Agency-Funded Scholarships Can Help Homeless Youth Finish College
A broken-down car. A sick childcare provider. A dwindling bank account. For young people supporting themselves through college, these challenges aren't merely bumps in the road. They can be brick walls that keep young people from staying in school.
To help homeless youth overcome these and other common barriers to earning their degrees, Volunteers of America of Eastern Washington & Northern Idaho awards college scholarships with an unusual level of flexiblity. Unlike traditional scholarships, which often go toward tuition or other school expenses, VOA funds can be spent on whatever young people need so they can focus on academics or just get to class.

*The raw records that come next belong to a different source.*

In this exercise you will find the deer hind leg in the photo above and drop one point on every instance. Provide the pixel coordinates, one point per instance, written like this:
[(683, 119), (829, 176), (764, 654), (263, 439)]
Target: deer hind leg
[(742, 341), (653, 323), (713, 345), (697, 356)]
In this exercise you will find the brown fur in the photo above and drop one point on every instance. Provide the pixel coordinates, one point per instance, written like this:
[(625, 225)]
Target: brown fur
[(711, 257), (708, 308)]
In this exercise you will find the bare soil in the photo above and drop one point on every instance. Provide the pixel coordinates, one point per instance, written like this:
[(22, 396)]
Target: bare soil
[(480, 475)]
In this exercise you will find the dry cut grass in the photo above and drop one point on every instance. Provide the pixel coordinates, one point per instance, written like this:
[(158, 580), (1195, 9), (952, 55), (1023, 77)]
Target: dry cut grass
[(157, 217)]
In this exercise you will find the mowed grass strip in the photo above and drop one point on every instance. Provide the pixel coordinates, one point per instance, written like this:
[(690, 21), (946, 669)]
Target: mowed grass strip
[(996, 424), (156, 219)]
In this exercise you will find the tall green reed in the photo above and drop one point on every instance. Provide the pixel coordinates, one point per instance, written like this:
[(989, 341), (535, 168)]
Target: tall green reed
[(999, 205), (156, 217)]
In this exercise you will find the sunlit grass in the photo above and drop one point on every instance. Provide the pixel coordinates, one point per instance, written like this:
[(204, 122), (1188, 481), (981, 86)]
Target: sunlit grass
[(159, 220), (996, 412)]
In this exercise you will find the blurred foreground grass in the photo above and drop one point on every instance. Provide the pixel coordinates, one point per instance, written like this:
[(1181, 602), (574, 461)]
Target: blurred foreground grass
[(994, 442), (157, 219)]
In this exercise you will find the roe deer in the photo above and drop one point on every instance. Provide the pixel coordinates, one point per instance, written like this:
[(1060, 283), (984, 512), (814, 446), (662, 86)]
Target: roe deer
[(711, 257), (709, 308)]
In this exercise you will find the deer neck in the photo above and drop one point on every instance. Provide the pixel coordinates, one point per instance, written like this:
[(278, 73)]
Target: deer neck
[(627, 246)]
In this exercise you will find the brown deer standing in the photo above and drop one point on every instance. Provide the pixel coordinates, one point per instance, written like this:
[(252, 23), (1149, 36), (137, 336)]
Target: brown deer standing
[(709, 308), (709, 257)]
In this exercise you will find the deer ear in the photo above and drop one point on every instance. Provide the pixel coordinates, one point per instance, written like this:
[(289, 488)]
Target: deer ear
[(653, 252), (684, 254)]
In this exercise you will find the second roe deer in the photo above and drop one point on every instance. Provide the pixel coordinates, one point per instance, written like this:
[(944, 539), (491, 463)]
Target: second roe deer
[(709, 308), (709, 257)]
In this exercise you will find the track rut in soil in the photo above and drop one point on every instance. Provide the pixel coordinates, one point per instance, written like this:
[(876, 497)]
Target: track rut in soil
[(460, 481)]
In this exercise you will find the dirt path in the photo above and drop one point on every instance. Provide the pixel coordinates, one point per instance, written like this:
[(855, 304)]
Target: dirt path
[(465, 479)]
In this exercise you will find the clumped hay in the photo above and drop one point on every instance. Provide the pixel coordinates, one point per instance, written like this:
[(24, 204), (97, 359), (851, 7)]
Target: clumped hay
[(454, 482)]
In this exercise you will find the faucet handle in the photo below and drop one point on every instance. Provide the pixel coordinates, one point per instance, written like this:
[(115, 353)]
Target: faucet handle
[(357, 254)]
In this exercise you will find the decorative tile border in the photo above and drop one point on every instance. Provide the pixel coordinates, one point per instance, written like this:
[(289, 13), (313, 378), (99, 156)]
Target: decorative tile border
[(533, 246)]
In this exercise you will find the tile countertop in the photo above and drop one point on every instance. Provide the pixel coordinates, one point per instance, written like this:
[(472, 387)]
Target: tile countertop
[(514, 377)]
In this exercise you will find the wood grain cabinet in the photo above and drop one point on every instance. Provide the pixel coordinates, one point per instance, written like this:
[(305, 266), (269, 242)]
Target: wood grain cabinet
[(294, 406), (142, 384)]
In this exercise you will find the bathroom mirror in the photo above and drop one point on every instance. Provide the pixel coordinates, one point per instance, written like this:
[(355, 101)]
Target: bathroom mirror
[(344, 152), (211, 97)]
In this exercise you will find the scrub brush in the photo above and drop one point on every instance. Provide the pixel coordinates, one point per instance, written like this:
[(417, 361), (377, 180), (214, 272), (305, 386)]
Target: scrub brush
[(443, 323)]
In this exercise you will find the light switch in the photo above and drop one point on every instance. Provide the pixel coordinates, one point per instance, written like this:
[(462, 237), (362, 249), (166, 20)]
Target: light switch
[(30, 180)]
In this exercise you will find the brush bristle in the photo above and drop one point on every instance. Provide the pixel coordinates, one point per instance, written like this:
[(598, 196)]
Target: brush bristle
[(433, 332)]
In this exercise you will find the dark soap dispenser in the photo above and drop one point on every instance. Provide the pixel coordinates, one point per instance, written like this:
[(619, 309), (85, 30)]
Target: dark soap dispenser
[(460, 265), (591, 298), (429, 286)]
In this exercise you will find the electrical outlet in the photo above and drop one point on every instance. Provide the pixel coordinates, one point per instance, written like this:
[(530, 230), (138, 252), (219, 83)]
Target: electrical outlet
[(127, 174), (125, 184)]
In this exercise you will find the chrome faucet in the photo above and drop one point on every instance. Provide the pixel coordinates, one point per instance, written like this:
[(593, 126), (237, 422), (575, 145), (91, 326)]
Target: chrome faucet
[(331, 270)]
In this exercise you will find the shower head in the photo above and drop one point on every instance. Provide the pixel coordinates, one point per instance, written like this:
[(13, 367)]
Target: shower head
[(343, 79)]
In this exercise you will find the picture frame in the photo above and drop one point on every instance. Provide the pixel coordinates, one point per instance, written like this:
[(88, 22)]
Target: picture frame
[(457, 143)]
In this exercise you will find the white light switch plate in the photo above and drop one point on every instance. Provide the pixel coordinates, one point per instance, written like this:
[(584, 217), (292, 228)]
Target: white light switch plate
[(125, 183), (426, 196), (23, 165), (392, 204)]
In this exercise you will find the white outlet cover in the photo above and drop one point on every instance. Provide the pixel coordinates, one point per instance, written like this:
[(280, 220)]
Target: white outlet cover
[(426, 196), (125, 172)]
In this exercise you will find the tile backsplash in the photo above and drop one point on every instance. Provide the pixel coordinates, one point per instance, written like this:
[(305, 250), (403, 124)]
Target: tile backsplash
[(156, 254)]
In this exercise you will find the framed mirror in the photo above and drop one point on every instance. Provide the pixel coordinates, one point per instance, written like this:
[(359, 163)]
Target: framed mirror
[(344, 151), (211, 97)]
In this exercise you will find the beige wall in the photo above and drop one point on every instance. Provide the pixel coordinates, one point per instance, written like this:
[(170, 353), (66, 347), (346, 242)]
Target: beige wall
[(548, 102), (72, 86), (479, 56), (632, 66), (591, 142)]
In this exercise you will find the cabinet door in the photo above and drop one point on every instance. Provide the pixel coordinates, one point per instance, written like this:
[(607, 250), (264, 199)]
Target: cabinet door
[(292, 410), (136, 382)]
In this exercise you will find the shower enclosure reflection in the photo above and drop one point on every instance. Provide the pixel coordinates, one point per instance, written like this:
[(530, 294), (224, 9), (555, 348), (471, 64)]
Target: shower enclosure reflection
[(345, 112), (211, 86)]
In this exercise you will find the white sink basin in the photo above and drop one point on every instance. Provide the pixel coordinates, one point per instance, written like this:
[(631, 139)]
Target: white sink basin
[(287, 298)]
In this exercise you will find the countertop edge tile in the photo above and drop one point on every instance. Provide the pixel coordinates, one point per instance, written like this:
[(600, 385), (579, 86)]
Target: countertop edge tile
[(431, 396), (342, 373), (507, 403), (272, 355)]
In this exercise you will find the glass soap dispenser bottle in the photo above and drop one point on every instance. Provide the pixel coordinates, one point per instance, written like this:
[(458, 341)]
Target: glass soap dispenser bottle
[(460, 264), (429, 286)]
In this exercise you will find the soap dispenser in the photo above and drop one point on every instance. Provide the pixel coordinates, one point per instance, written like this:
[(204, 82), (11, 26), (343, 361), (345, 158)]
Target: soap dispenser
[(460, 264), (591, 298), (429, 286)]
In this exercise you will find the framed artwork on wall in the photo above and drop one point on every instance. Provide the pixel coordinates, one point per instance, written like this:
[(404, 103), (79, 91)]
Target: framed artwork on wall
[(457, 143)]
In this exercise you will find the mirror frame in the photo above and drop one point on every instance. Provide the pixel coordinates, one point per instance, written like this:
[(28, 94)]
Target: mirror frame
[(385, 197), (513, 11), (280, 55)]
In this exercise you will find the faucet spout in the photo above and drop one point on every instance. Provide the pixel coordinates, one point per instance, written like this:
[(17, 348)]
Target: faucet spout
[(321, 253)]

“A lot of kids tell us, ‘this [scholarship] is why I was able to stay in school. When things got rough, I got your check in the mail, and I could eat, get my bus pass, buy diapers for my baby’,” says President and CEO Marilee Roloff. These scholarships, she says, “can be their backstop.”
Small Staff Investments, Big Rewards
The Spokane, WA, service provider began offering its Turnaround Scholarship for first-year students in 1998, and later created the Trent-Gillespie award to support recipients' sophomore year and beyond. Approximately 40 youth have received the scholarships, including some who received multiple years of funding.
VOA limits scholarships to young people who have used their programs, making it easy to recruit applicants and help them apply. Drop-in center and shelter staff may already be helping these same unaccompanied youth apply for college or financial aid, Roloff says.
Bridget Cannon, VOA's youth services director, says youth workers can also use scholarship applications, particularly those requiring a budget, to discuss financial skill building.
“These youth are still working on the developmental milestones," including the skills they need to be financially savvy, she says. “Let’s [use scholarship applications to] start a broader conversation about money and why they don’t have more savings.”
Programs concerned about their employees’ to-do lists can appoint a committee of donors and volunteers to select recipients and keep in touch across semesters. Involving donors, Cannon says, may even lead to new mentoring relationships.
Roloff says young people’s success stories have far outweighed the time and effort it takes to run the scholarship. One awardee recently graduated from law school, and another started working at VOA to help other teens struggling with homelessness.
The idea for a scholarship at VOA first arose when two donors approached the agency sharing a similar model from another community, Roloff says. These original donors, as well as the primary backers of the Trent-Gillespie scholarship, have largely continued their financial support. New donors have also emerged after reading about the scholarships’ success.
Donations are pooled into a designated bank account, and VOA accounting staff volunteer a few hours each month to cut checks to students. Turnaround scholars typically receive a single $500 award, and Trent-Gillespie scholars receive $200 to $300 per month across the academic year.
If a youth-serving agency doesn’t have a donor knocking on its door, Roloff says staff should feel comfortable asking for money or making smaller awards until the scholarship gets off the ground.
“What I’ve learned is that education is universally respected,” she says. “People who might not give to social services will give to a scholarship program because they understand the importance of education.”